👨‍🍳 SAUTE: Speaker-Aware Utterance Embedding Unit

SAUTE is a lightweight, speaker-aware transformer architecture designed for effective modeling of multi-speaker dialogues. It combines EDU-level utterance embeddings, speaker-sensitive memory, and efficient linear attention to encode rich conversational context with minimal overhead.

🧠 Overview

SAUTE is tailored for:

🗣️ Multi-turn conversations
👥 Multi-speaker interactions
🧵 Long-range dialog dependencies

It avoids the quadratic cost of full self-attention by summarizing per-speaker memory from EDU embeddings and injecting contextual information through lightweight linear attention mechanisms.

🧱 Architecture

🔍 SAUTE contextualizes each token with speaker-specific memory summaries built from utterance-level embeddings.

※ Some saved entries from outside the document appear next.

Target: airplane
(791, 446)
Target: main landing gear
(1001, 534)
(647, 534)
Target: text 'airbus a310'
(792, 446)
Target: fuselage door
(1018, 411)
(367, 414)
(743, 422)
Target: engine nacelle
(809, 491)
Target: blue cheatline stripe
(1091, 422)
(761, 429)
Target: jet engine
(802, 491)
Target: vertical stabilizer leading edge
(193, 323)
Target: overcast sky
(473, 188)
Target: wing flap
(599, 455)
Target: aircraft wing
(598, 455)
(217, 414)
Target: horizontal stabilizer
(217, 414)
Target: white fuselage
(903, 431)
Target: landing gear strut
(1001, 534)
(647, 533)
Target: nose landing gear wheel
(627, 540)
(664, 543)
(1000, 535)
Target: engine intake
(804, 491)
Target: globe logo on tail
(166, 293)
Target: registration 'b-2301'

EDU-Level Encoder: Mean-pooled BERT outputs per utterance.
Speaker Memory: Outer-product-based accumulation per speaker.
Contextualization Layer: Integrates memory summaries with current token representations.

🚀 Key Features

🧠 Speaker-Aware Memory: Structured per-speaker representation of dialogue context.
⚡ Linear Attention: Efficient and scalable to long dialogues.
🧩 Pretrained Transformer Compatible: Can plug into frozen or fine-tuned BERT models.
🪶 Lightweight: ~4M parameters less than 2-layer with strong MLM performance improvements.

📈 Performance (on SODA, Masked Language Modeling)

Model	Avg MLM Acc	Best MLM Acc
BERT-base (frozen)	33.45	45.89
+ 1-layer Transformer	68.20	76.69
+ 2-layer Transformer	71.81	79.54
+ 1-layer SAUTE (Ours)	72.05	80.40%
+ 3-layer Transformer	73.5	80.84
+ 3-layer SAUTE (Ours)	75.65	85.55%

SAUTE achieves the best accuracy using fewer parameters than multi-layer transformers.

📚 Citation / Paper

📄 SAUTE: Speaker-Aware Utterance Embedding Unit (PDF)

🔧 How to Use

from saute_model import SAUTEConfig, UtteranceEmbedings
from transformers import BertTokenizerFast

# Load tokenizer and model
tokenizer = BertTokenizerFast.from_pretrained("bert-base-uncased")
model = UtteranceEmbedings.from_pretrained("JustinDuc/saute")

# Prepare inputs (example)
outputs = model(
    input_ids=input_ids,
    attention_mask=attention_mask,
    speaker_names=speaker_names
)